Identifying the Origins of Microstructural Defects Such as Cracking within Ni‐Rich NMC811 Cathode Particles for Lithium‐Ion Batteries

The next generation of automotive lithium‐ion batteries may employ NMC811 materials; however, defective particles are of significant interest due to their links to performance loss. Here, it is demonstrated that even before operation, on average, one‐third of NMC811 particles experience some form of defect, increasing in severity near the separator interface. It is determined that defective particles can be detected and quantified using low resolution imaging, presenting a significant improvement for material statistics. Fluorescence and diffraction data reveal that the variation of Mn content within the NMC particles may correlate to crystallographic disordering, indicating that the mobility and dissolution of Mn may be a key aspect of degradation during initial cycling. This, however, does not appear to correlate with the severity of particle cracking, which when analyzed at high spatial resolutions, reveals cracking structures similar to lower Ni content NMC, suggesting that the disconnection and separation of neighboring primary particles may be due to electrochemical expansion/contraction, exacerbated by other factors such as grain orientation that are inherent in such polycrystalline materials.
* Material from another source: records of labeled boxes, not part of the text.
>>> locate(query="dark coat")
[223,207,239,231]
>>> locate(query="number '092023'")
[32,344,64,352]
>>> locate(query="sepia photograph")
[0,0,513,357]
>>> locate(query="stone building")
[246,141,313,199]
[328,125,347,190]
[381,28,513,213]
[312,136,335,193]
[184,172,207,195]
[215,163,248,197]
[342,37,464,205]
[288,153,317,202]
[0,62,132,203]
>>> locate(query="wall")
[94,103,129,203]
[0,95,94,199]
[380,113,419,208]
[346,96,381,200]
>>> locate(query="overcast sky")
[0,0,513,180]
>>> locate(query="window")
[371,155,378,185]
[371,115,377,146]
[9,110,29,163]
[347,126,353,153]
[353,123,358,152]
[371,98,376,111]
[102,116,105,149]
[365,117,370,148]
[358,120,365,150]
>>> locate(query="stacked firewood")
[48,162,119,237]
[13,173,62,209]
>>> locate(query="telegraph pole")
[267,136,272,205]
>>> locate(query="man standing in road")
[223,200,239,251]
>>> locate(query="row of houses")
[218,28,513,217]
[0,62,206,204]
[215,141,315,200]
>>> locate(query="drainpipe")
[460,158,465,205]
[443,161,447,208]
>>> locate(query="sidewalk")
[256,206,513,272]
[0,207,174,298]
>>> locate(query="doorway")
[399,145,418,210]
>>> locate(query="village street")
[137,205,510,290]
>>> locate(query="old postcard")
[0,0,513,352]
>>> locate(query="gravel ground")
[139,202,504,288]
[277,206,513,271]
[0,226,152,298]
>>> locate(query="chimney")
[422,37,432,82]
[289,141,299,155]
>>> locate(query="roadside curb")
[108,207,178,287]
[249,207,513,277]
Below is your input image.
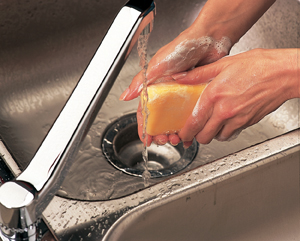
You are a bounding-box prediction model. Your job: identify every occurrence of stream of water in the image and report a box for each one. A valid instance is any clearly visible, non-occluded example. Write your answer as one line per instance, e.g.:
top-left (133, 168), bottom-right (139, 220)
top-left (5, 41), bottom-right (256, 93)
top-left (137, 33), bottom-right (151, 187)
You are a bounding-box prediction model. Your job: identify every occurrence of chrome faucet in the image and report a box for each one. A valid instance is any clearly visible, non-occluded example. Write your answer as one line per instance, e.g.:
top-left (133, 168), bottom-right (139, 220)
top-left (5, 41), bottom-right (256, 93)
top-left (0, 0), bottom-right (155, 240)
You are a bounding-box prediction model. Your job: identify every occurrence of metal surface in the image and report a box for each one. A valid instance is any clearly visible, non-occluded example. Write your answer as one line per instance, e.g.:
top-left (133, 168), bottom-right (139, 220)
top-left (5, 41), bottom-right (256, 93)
top-left (0, 0), bottom-right (300, 200)
top-left (101, 113), bottom-right (198, 178)
top-left (0, 0), bottom-right (300, 240)
top-left (0, 0), bottom-right (155, 240)
top-left (44, 129), bottom-right (300, 241)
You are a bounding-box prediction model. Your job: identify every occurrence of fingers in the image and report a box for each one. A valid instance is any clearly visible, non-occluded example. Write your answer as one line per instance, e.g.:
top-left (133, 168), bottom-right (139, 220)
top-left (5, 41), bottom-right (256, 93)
top-left (172, 61), bottom-right (223, 84)
top-left (136, 102), bottom-right (152, 146)
top-left (169, 134), bottom-right (181, 146)
top-left (178, 91), bottom-right (213, 142)
top-left (120, 71), bottom-right (144, 101)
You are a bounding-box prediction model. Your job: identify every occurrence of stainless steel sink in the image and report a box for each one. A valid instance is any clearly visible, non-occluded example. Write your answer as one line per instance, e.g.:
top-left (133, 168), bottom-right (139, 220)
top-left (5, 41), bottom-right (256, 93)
top-left (0, 0), bottom-right (300, 240)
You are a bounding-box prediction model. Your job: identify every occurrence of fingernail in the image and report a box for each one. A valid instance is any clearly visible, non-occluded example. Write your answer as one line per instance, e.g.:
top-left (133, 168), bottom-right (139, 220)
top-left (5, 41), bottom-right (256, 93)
top-left (172, 72), bottom-right (187, 80)
top-left (183, 141), bottom-right (192, 149)
top-left (170, 142), bottom-right (178, 146)
top-left (138, 84), bottom-right (144, 93)
top-left (119, 88), bottom-right (130, 100)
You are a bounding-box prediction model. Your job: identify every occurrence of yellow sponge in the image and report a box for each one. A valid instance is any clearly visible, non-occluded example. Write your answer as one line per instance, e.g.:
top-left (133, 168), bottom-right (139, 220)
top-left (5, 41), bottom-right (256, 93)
top-left (141, 82), bottom-right (206, 136)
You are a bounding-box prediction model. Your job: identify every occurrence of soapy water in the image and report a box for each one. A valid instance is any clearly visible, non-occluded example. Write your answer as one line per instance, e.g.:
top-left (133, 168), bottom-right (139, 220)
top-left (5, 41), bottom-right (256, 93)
top-left (153, 36), bottom-right (232, 76)
top-left (137, 33), bottom-right (151, 187)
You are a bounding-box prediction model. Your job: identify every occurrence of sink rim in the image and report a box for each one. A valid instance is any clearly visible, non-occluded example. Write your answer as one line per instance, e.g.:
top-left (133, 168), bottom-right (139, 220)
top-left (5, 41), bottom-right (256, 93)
top-left (39, 128), bottom-right (300, 240)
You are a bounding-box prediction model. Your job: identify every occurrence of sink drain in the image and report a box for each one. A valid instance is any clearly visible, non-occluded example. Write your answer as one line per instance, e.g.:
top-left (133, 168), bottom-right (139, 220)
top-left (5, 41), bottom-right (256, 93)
top-left (102, 114), bottom-right (198, 178)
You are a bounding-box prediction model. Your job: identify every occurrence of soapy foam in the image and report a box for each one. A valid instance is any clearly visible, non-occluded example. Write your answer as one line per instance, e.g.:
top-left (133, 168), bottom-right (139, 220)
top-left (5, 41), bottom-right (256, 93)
top-left (159, 36), bottom-right (232, 76)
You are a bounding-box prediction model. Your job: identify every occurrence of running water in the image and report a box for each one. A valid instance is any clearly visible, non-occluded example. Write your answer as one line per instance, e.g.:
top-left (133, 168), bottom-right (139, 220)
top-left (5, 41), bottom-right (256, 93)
top-left (137, 32), bottom-right (151, 187)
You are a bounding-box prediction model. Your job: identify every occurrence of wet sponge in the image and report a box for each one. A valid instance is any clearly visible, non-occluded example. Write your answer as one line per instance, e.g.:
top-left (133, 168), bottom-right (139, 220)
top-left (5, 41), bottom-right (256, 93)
top-left (141, 82), bottom-right (206, 136)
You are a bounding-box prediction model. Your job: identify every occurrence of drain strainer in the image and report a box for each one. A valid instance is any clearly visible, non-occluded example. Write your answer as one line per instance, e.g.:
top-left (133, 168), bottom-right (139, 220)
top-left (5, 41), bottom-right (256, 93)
top-left (102, 113), bottom-right (198, 178)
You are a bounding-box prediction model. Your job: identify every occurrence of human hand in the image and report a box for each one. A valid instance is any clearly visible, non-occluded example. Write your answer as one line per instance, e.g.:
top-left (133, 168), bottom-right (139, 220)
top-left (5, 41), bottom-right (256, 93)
top-left (173, 49), bottom-right (300, 144)
top-left (120, 28), bottom-right (231, 145)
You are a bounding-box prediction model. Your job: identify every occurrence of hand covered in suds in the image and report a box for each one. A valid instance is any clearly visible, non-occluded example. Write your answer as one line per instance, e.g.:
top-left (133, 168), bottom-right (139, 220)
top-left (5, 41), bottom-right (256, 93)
top-left (173, 49), bottom-right (300, 147)
top-left (120, 29), bottom-right (231, 145)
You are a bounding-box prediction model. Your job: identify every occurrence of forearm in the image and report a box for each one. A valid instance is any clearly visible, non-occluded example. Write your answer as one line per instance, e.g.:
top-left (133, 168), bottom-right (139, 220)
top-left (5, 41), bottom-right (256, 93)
top-left (190, 0), bottom-right (275, 45)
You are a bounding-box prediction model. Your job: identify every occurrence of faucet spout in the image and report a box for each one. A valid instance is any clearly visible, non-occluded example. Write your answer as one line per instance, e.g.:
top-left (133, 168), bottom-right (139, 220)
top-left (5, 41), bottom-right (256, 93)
top-left (0, 0), bottom-right (155, 240)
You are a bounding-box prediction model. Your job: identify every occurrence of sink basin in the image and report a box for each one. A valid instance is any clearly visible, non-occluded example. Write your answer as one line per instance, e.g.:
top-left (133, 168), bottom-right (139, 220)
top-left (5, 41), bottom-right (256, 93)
top-left (0, 0), bottom-right (300, 240)
top-left (104, 134), bottom-right (300, 241)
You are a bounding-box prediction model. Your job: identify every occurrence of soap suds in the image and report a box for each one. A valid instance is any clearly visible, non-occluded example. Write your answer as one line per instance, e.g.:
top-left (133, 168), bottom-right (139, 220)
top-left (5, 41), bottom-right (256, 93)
top-left (157, 36), bottom-right (232, 76)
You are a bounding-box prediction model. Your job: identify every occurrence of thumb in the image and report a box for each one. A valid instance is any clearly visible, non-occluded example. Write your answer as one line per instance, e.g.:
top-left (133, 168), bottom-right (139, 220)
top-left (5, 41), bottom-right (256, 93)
top-left (172, 62), bottom-right (222, 85)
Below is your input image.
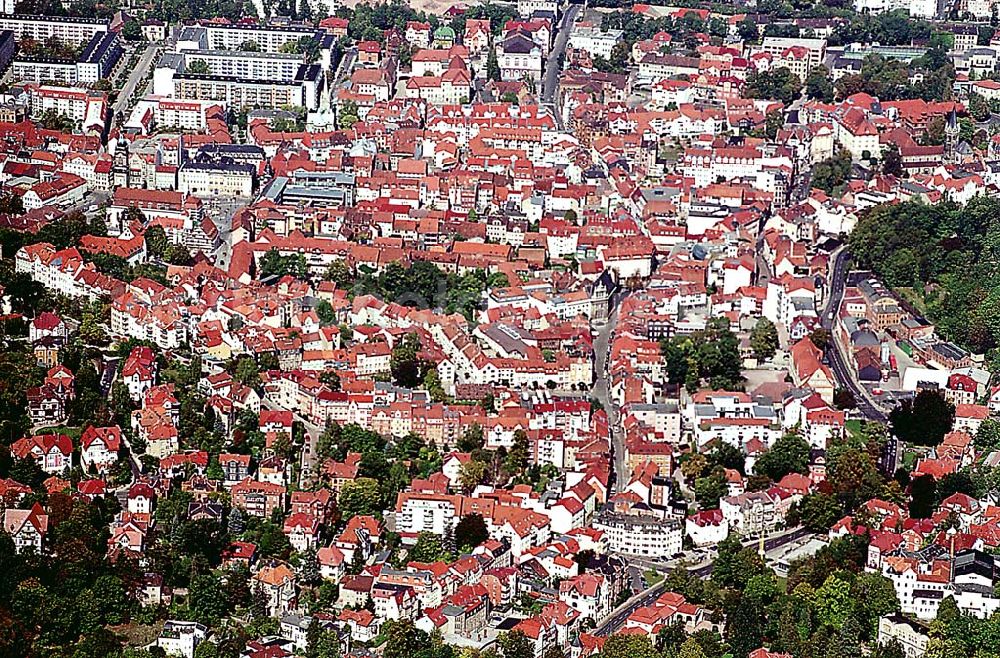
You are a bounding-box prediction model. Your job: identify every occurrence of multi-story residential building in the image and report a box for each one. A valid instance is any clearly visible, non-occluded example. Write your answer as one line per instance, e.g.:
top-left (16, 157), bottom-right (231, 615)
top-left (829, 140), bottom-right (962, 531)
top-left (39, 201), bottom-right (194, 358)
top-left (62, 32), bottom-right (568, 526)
top-left (10, 434), bottom-right (73, 475)
top-left (569, 24), bottom-right (624, 59)
top-left (0, 11), bottom-right (109, 43)
top-left (496, 33), bottom-right (542, 82)
top-left (878, 612), bottom-right (930, 658)
top-left (593, 512), bottom-right (684, 559)
top-left (177, 162), bottom-right (257, 197)
top-left (153, 64), bottom-right (323, 110)
top-left (3, 503), bottom-right (49, 553)
top-left (12, 32), bottom-right (125, 85)
top-left (176, 50), bottom-right (305, 82)
top-left (156, 619), bottom-right (208, 658)
top-left (230, 478), bottom-right (286, 519)
top-left (80, 425), bottom-right (122, 473)
top-left (760, 37), bottom-right (826, 69)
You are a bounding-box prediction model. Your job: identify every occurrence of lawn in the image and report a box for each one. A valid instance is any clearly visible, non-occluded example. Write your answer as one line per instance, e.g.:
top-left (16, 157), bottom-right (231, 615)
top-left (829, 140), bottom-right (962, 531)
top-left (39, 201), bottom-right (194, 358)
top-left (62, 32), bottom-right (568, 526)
top-left (642, 569), bottom-right (663, 587)
top-left (35, 425), bottom-right (83, 439)
top-left (895, 288), bottom-right (927, 315)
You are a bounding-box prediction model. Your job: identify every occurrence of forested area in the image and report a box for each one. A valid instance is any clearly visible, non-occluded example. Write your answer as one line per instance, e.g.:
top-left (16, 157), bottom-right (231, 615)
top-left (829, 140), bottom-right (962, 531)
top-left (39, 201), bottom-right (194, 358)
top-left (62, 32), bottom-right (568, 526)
top-left (849, 197), bottom-right (1000, 362)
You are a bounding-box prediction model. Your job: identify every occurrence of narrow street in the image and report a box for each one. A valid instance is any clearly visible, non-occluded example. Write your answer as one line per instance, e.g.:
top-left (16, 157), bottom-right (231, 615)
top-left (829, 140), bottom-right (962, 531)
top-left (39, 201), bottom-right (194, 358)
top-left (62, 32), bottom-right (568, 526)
top-left (539, 5), bottom-right (581, 130)
top-left (821, 248), bottom-right (888, 423)
top-left (591, 291), bottom-right (628, 491)
top-left (594, 528), bottom-right (811, 637)
top-left (114, 44), bottom-right (159, 114)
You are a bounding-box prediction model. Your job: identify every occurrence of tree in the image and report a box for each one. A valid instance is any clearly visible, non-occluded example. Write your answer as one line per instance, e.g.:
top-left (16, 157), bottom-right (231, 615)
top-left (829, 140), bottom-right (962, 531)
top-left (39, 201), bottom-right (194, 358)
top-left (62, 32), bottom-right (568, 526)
top-left (337, 477), bottom-right (381, 519)
top-left (389, 333), bottom-right (430, 388)
top-left (299, 548), bottom-right (320, 585)
top-left (382, 620), bottom-right (428, 658)
top-left (458, 459), bottom-right (487, 493)
top-left (812, 151), bottom-right (852, 194)
top-left (455, 513), bottom-right (490, 549)
top-left (233, 356), bottom-right (260, 388)
top-left (968, 93), bottom-right (991, 121)
top-left (744, 66), bottom-right (802, 105)
top-left (185, 59), bottom-right (212, 75)
top-left (736, 16), bottom-right (760, 43)
top-left (889, 389), bottom-right (955, 446)
top-left (596, 633), bottom-right (659, 658)
top-left (542, 644), bottom-right (566, 658)
top-left (486, 48), bottom-right (500, 82)
top-left (121, 20), bottom-right (144, 42)
top-left (143, 223), bottom-right (168, 259)
top-left (455, 423), bottom-right (485, 452)
top-left (806, 65), bottom-right (834, 103)
top-left (407, 532), bottom-right (445, 562)
top-left (497, 631), bottom-right (535, 658)
top-left (816, 574), bottom-right (854, 630)
top-left (975, 418), bottom-right (1000, 454)
top-left (323, 260), bottom-right (354, 288)
top-left (188, 574), bottom-right (228, 626)
top-left (882, 144), bottom-right (904, 177)
top-left (750, 318), bottom-right (778, 361)
top-left (677, 637), bottom-right (707, 658)
top-left (851, 572), bottom-right (899, 637)
top-left (316, 299), bottom-right (337, 327)
top-left (694, 467), bottom-right (729, 509)
top-left (754, 432), bottom-right (811, 482)
top-left (909, 474), bottom-right (937, 519)
top-left (260, 249), bottom-right (309, 279)
top-left (163, 244), bottom-right (194, 266)
top-left (789, 492), bottom-right (844, 532)
top-left (660, 318), bottom-right (743, 393)
top-left (337, 99), bottom-right (358, 130)
top-left (306, 617), bottom-right (341, 658)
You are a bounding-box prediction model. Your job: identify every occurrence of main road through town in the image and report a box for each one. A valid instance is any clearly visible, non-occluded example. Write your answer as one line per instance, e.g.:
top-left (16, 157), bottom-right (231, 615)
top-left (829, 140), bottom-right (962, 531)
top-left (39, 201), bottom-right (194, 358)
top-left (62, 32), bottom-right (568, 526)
top-left (822, 248), bottom-right (887, 423)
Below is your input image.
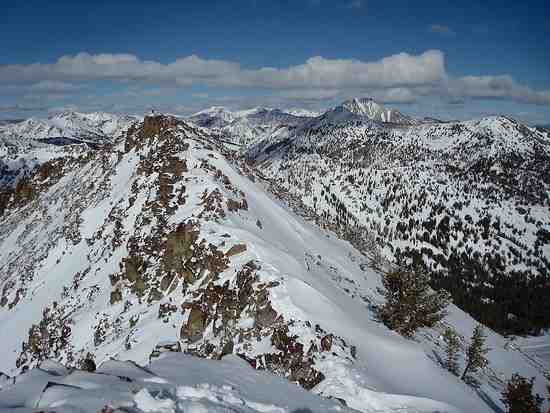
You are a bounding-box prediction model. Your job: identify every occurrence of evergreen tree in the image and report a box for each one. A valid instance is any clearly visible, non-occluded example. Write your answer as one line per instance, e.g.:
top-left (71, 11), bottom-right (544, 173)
top-left (461, 324), bottom-right (489, 380)
top-left (502, 373), bottom-right (544, 413)
top-left (443, 328), bottom-right (460, 376)
top-left (379, 270), bottom-right (449, 337)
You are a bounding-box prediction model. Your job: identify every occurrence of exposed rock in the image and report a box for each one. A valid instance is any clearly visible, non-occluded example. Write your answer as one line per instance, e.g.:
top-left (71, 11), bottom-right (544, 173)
top-left (225, 244), bottom-right (246, 257)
These findings can guide research directions toward mitigating degradation at each respective length‐scale: electrode sheets, secondary and primary particles, and individual crystals, ultimately leading to improved automotive ranges and lifetimes. High voltage operation of Ni‐rich cathodes can meet the rate and capacity demands of electric vehicles; however, degradation impedes practical application. This work reports that fabrication cracking is more severe at the cathode‐separator interface; variously sized secondary particles can experience operational cracking; even low cycle numbers can induce inter‐primary particle splitting; and crystal disorder may be linked to Mn mobility.